After a while I came to appreciate the use of first names in classes.
When I finished a course I felt that I was indeed approaching peer
status with the teacher. Think of how subservient you feel when you
enter a doctor's office and must address the person as Dr X. I went to a
holistic doctor and the first thing he did to put me at ease was to
suggest I call him by his first name. Quite a difference! My chairman
was very strict about the use of names and insisted upon being called
professor. I my classes I encourage all students to use my first name
but I do not insist upon it. I want them to figure out what they feel
comfortable with. For younger students and recent high school graduates
whom we expect to act like adults need to be treated as adults. I do not
use titles when I speak to my colleagues because we treat each other
with respect (most of the time) as we should our students. As an aside,
one of the things that most disturbed my son as a senior honor student
in high school was that he had to ask for a hall pass to go to the
bathroom or see his advisor. He clearly articulated the contradiction of
setting high expectations for students yet controlling their every
movement.

   To make a long story longer, I appealed the chair's poor evaluation
to the president of the college and invited him to visit my classes to
make his own evaluation. After completing three visits the president
wrote a very strong recommendation which highlighted the value he
observed in the student conversations and interactions. He removed the
chairman's critical evaluation from my personnel file. He also made it
clear that he thought the chairman should consider changing his teaching
approach and maybe I could assist him in that effort. That took care of
the problem and I have not had any problems since.

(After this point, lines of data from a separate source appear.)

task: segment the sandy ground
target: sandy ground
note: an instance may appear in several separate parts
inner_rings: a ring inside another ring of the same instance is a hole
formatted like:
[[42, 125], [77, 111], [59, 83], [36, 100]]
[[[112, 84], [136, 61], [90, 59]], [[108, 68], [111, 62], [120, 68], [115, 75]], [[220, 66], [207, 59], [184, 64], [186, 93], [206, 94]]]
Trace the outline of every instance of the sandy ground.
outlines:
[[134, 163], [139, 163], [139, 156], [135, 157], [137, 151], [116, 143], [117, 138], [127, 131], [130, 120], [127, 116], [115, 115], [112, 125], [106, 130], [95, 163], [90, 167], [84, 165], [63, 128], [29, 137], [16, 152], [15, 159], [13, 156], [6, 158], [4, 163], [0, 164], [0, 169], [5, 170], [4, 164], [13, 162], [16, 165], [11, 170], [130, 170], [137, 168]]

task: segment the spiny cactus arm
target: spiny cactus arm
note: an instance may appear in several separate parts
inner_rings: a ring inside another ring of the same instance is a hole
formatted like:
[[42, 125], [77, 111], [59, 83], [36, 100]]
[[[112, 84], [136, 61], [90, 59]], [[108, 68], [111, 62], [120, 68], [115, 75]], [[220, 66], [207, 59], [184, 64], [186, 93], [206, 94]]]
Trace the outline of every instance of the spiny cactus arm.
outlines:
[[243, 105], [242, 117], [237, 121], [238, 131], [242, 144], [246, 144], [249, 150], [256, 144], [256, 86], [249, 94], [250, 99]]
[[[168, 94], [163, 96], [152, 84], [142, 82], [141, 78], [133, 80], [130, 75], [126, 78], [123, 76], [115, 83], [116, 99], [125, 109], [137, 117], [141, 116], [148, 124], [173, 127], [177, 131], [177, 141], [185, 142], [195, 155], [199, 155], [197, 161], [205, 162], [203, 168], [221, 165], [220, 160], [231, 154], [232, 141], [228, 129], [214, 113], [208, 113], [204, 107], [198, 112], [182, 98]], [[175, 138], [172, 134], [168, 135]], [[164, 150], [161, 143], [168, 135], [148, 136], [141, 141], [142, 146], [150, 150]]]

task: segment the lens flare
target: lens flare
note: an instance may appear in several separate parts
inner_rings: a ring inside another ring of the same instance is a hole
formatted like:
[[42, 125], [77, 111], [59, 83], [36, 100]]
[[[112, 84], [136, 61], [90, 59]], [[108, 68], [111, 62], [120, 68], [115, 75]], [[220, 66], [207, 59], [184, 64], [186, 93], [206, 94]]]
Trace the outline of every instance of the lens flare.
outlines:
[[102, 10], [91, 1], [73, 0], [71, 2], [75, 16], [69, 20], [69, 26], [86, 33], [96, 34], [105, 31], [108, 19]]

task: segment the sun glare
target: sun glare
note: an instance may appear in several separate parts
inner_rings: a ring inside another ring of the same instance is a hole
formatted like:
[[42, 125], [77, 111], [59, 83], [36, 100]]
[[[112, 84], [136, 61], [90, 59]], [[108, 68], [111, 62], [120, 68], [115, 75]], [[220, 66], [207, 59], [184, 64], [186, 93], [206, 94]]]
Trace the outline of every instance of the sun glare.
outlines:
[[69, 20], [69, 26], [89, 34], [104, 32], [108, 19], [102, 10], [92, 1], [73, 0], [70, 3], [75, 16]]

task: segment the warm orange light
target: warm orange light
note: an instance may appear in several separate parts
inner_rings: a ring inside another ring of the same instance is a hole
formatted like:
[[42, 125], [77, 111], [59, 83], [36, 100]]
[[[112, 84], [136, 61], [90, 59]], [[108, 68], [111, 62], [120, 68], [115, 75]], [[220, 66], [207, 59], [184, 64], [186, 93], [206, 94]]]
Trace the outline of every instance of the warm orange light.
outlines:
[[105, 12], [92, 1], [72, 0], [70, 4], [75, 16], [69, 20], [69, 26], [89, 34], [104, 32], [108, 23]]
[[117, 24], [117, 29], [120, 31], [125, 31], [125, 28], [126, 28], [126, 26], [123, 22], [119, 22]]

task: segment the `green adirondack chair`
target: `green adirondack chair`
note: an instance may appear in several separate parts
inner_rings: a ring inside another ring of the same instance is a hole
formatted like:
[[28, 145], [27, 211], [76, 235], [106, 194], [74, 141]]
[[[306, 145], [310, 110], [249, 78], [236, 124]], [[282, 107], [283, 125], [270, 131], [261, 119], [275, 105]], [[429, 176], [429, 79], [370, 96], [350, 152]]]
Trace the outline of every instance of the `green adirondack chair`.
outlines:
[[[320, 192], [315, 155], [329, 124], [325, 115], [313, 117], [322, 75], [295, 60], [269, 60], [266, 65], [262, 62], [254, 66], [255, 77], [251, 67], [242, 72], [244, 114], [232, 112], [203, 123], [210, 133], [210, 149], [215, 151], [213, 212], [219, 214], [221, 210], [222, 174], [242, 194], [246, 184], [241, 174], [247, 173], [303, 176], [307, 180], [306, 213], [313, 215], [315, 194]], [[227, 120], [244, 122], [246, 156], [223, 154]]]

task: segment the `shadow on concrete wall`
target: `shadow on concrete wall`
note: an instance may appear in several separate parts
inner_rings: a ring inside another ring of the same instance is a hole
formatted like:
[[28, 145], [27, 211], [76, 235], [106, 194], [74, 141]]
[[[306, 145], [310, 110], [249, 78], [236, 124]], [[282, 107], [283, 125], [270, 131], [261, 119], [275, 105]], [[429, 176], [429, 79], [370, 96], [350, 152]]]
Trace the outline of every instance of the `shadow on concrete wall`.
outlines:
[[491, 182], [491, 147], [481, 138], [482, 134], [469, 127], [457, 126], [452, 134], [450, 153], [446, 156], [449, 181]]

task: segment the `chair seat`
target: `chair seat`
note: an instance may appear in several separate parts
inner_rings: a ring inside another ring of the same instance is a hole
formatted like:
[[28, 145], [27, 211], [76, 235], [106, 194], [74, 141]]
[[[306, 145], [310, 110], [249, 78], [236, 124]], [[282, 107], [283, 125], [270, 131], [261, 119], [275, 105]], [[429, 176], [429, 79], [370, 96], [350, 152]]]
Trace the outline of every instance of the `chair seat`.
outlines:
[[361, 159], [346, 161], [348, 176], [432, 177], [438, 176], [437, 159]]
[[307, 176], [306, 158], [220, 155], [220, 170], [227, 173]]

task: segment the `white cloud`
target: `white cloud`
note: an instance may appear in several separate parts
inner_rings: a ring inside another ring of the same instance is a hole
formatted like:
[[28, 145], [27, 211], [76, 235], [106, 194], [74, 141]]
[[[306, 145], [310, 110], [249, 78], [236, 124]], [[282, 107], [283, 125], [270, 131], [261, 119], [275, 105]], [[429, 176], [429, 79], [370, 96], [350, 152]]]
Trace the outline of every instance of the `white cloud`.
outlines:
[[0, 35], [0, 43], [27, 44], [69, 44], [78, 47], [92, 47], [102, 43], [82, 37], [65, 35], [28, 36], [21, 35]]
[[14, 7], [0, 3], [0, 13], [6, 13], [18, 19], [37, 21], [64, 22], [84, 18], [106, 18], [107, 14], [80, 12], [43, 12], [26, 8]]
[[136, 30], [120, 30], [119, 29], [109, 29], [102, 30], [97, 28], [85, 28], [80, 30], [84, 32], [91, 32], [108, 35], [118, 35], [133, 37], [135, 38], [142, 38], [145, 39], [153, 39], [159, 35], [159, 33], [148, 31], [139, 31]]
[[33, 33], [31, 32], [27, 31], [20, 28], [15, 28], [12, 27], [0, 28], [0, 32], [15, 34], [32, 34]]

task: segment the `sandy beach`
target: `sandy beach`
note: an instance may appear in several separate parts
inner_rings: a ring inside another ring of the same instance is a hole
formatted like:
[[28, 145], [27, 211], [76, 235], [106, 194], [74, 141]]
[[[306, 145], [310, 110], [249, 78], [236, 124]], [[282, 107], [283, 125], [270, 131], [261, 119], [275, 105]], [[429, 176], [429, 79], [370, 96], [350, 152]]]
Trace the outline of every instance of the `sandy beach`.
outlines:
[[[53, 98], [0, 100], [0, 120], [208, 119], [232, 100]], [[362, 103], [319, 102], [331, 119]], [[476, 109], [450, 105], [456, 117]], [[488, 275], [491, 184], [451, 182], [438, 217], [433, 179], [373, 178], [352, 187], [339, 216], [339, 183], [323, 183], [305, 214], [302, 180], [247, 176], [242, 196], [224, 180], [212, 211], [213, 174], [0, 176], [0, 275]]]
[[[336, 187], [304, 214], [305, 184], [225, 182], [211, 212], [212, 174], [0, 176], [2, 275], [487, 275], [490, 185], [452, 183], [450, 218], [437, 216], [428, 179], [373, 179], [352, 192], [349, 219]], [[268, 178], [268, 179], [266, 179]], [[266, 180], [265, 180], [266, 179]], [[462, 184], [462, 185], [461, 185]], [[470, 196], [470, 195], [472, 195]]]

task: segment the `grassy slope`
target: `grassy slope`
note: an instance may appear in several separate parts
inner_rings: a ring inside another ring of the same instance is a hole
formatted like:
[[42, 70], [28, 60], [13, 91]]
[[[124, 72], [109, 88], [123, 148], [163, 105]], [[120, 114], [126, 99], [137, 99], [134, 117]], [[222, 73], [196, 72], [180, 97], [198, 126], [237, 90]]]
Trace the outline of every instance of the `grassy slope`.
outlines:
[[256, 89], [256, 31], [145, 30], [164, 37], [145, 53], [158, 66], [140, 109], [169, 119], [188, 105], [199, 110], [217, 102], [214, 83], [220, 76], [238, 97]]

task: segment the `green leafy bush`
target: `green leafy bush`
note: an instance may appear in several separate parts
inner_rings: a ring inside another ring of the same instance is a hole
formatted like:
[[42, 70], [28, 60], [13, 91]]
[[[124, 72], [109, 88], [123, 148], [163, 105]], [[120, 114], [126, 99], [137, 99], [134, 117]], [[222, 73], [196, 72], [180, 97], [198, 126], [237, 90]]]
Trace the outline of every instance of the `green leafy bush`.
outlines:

    The chairman has long since retired and I now have a very supportive
Associate Dean who evaluates my teaching. Perhaps it was my bad luck to
have started using cooperative learning techniques during this persons
stint as chairman, but in the end his challenge strengthened my resolve,
caused me to reflect critically on my philosophy of teaching and
learning, and defend my methodology, which I observed was having a very
positive effect upon the students.

    The whole evaluation resolution took about 6 months to resolve,
during which time there was a high degree of tension between myself and
the department chair. Looking back I can see that my resolve was not
only strengthened by my concern for doing what was best for my students
but also by the fact that I had received tenure the year before and
could not be fired capriciously because of one person's recommendation
plus our union contract has a strong academic freedom clause which
allows us to chose what ever teaching technique we wish.

    Over the years I have increased my use of cooperative learning in
all my classes to the point where I use this approach virtually 100% of
the time. This works well for me. Each individual must decide to what
extent they wish to involve their students in their classes and then
take what ever actions are necessary to support their approach.